I'm someone who really doesn't like it. The U in 1U << 31 is
unnecessary visual clutter that really makes the number harder to read
(I guess 1u is slightly better but not by that much). I think we
should define our code style first and foremost to make code easily
written and easily read (with no ambiguity and no risk for issues).
This isn't a "real" issue in any way -- both GCC and clang handle this
the right way, and they even intentionally provide warning switches to
allow this (-Wshift-overflow=1 vs -Wshift-overflow=2). So this is
perfectly well supported and there's no indication it ever wouldn't in
the future. The only thing that could be said against it is that it's
not official standard C, and to that I would say that the official C
standard is just dumb and incomplete in general. We already frequently
use plenty of GCC extensions throughout coreboot, because the
equivalent code can either not be written or not be written as cleanly
or safely in fully standard-compliant C. In my book, cleanliness and
readability always win against just doing what the standard says for
the standard's sake.

I am okay with BIT(), I think that's a fair alternative and I wouldn't
mind existing cases being rewritten if someone really wants to do
that.
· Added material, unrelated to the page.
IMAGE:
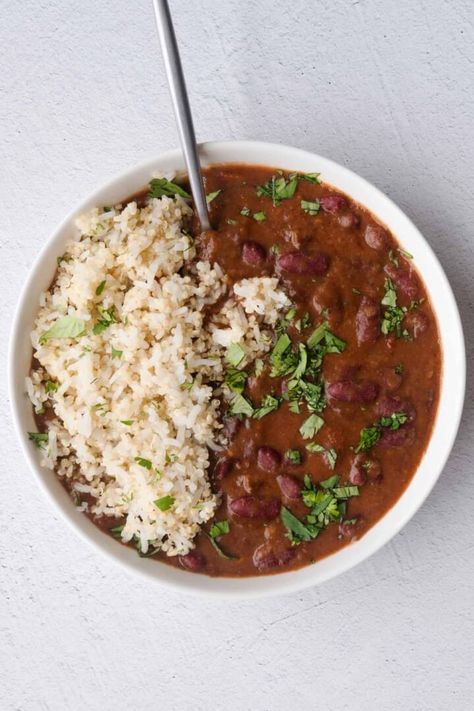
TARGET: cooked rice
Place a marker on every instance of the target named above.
(170, 353)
But that still leaves the problem of 3 << 30 and things like
that, so I don't think it's a full solution. (You can't really expand
the macro to the multi-bit case without defining what's essentially
just a wrapper macro for the shift operator, and at that point I don't
think it makes sense anymore.)

One example of things that happen when you insist on 1U is that
constants cannot be shared between C and assembly code anymore
(because the assembler doesn't support the 1U syntax). If you wanna
solve this you need to define a macro that either does or doesn't add
the U based on whether it's being built for assembler or C (and I
think even that doesn't work for inline assembly?), and then you have
something like U(1) << 31 everywhere. You can see how that looks in
the Trusted Firmware project which does it that way (e.g.
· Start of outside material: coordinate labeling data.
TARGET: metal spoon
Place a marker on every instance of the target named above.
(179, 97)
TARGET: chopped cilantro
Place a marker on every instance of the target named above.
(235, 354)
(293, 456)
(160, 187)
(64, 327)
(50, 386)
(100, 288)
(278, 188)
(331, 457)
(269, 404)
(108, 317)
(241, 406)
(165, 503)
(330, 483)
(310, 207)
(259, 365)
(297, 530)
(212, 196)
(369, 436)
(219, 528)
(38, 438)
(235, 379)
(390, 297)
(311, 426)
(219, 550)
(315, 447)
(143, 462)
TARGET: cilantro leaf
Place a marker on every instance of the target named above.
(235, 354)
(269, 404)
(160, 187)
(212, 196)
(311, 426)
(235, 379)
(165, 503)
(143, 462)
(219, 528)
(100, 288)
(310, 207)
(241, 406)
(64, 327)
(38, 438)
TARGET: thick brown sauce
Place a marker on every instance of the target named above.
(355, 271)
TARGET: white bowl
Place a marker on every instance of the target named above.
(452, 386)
https://review.trustedfirmware.org/plugins/gitiles/TF-A/trusted-firmware-a/+/refs/heads/master/include/arch/aarch32/arch.h#126)...
if you ask me it's ugly, harder to read and unnecessarily confusing to
new contributors.

(Also, slight tangent but maybe this is a good opportunity to shill
the new DEFINE_BITFIELD/SET32_BITFIELDS() API we added a year ago:
https://review.coreboot.org/plugins/gitiles/coreboot/+/refs/heads/master/src/include/device/mmio.h#60
? By defining bit fields semantically you don't have to deal with raw
shifts at all anymore, which is both safer and in my opinion more
readable. It already has unsigned casts wrapped in the macros so
there's no reason to add a U manually anywhere there anymore.)